Thursday, July 12, 2007

Website finally updated, hooray!

After years of malnourishment and two weeks of development, my little old static website (now using a smaller domain name!) is live. The old website, like the new website, was created via a templating system. However, the former website's templating system was homegrown using PHP4 classes (disgusting, I know...but that's all I could use at the time). Even more disgusting about my system was that it was HTML comment directives plus a regular expression parser. I was so young and naïve, and I hadn't taken a compilers class yet. So this time around, I said "screw it" and went with a) my favorite language, Python, and b) the template software that I had been using for my Trac-AtomPub plugin (yes, not -atompp anymore, per the lengthy discussion on the atom-protocol mailing list).

The Journey

As the new website was a chance to experiment with new things, I decided to take the plunge and use HTML5 to markup my website.

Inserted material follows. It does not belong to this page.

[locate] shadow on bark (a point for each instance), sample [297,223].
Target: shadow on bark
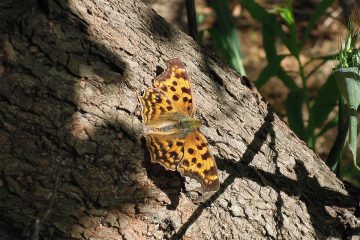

And with any sort of experimental technology, there were many problems.

First, I tried to use the genshihtml5 plugin, but strangely enough the code was a bit buggy (e.g., it was missing an import), and I could never figure out how to get it to output proper HTML5 while still removing end tags from tags which don't need them, e.g. <link/>, while retaining them for tags which require one, e.g., <script/>.

Next, I tried to use html5lib's Genshi-Stream-based tree walker. For some reason, it simply would not output any data. I don't remember all of the details, but I do remember inserting a lot of print statements in html5lib to see if I could find the bad piece.

Finally, I gave up and made Genshi just output XHTML plus the extra HTML5 tags. I figured that all of the debugging trouble simply wasn't worth it for the timeframe I had envisioned.

(As an aside, I do plan on submitting the patches that I've made as a result of this...exercise (for lack of a better word) so that they can be integrated in future releases of the respective software.)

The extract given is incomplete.